“Fear of Music” (1979)

Illustrator: Will Hanson

Talking Heads’ first two albums, “Talking Heads 77” and “More Songs About Buildings and Food,” were post-punk marvels filled with upbeat funky melodies and grooves. In those records, frontman David Byrne’s offbeat observations were normally neutralized by his use of humor. In the band’s third album, “Fear of Music,” Byrne continues to be odd, but is less reliant on humor to cover it up.

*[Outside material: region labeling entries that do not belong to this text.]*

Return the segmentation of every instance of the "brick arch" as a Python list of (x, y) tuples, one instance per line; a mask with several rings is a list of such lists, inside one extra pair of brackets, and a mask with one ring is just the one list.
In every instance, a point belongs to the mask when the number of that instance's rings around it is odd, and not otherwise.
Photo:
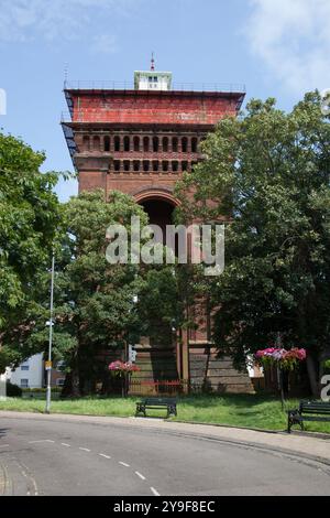
[(180, 205), (179, 201), (173, 195), (168, 188), (146, 187), (133, 194), (136, 203), (143, 203), (148, 199), (158, 199), (160, 202), (167, 202), (174, 207)]

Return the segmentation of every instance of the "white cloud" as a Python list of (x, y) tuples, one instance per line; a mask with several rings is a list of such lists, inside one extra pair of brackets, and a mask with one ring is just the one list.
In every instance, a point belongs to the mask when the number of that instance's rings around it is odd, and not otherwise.
[[(86, 29), (98, 30), (105, 18), (111, 21), (116, 13), (129, 13), (136, 1), (0, 0), (0, 42), (77, 40), (84, 37)], [(98, 37), (106, 41), (112, 36)]]
[(97, 34), (92, 37), (91, 51), (97, 54), (113, 54), (117, 48), (117, 37), (111, 34)]
[(330, 87), (330, 1), (250, 0), (252, 52), (288, 90)]

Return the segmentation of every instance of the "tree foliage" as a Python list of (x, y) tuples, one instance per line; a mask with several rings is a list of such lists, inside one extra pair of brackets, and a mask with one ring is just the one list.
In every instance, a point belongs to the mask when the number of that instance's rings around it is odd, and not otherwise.
[(202, 151), (178, 194), (186, 219), (227, 222), (226, 270), (210, 283), (217, 344), (238, 363), (278, 336), (318, 355), (330, 338), (330, 125), (318, 93), (289, 114), (252, 100)]
[[(0, 370), (24, 356), (21, 337), (61, 222), (53, 191), (58, 174), (42, 173), (44, 160), (22, 140), (0, 133)], [(15, 348), (6, 345), (12, 341)]]

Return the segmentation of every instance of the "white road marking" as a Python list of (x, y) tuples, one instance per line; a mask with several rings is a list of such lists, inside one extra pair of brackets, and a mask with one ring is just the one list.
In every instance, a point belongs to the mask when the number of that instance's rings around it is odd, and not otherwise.
[(106, 455), (105, 453), (99, 453), (99, 455), (105, 458), (111, 458), (110, 455)]
[(35, 444), (37, 442), (55, 442), (55, 441), (52, 441), (52, 439), (41, 439), (40, 441), (29, 441), (29, 444)]
[(140, 478), (141, 478), (142, 481), (145, 481), (145, 476), (143, 476), (142, 473), (135, 472), (135, 475), (140, 476)]
[(155, 495), (155, 496), (161, 496), (158, 492), (156, 492), (156, 489), (154, 487), (151, 487), (151, 490), (152, 493)]

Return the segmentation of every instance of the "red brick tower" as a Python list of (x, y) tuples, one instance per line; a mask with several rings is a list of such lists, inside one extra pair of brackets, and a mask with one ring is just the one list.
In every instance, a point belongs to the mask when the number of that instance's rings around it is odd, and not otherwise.
[[(151, 71), (135, 72), (133, 85), (66, 83), (64, 91), (69, 117), (62, 123), (79, 191), (128, 193), (144, 206), (151, 223), (161, 226), (170, 223), (177, 205), (175, 183), (200, 160), (200, 141), (226, 115), (235, 116), (244, 99), (244, 88), (234, 85), (172, 87), (172, 74), (155, 72), (153, 62)], [(205, 332), (189, 333), (176, 363), (169, 353), (162, 344), (144, 344), (138, 358), (145, 355), (148, 377), (184, 379), (194, 373), (200, 378), (204, 364), (209, 365), (210, 357), (217, 360)], [(227, 377), (226, 382), (240, 385), (235, 381)], [(217, 378), (211, 385), (219, 384)]]

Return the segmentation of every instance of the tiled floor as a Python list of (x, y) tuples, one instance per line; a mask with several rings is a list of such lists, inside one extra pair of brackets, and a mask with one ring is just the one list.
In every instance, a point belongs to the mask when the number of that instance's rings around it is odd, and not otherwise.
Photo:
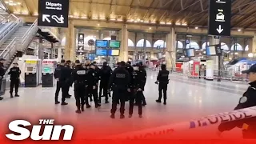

The album starts off with the African-inspired rhythmic experimentation “I Zimbra,” complete with an adaptation of a poem by Hugo Ball. This style and sound continued to influence the band’s next album, “Remain in Light.” Most other songs on the album borrow more from funk idioms, but those rhythms are mixed into a minor-key gloom, which is especially evident on the track, “Mind.”

Songs on “Fear of Music” are also less fast-paced than previous works. Instead, many songs such as “Air,” “Heaven,” and “Electric Guitar” brood slowly rather than erupt with funk. That said, “Cities” may be the most frantic-sounding song ever recorded by Talking Heads. The same can be said of the first big single off the album, “Life During Wartime,” which is probably one of the few upbeat songs about World War III to exist, the other being “It’s The End of the World As We Know It (And I Feel Fine)” from R.E.M.’s 1987 album “Document (R.E.M. No. 5)”

With its nonsensical lyrics, African-influenced rhythms, and overall grooves, “Fear of Music” is just an absolute fun record to listen and dance to, and perfectly paves the way for the upcoming decade of New Wave.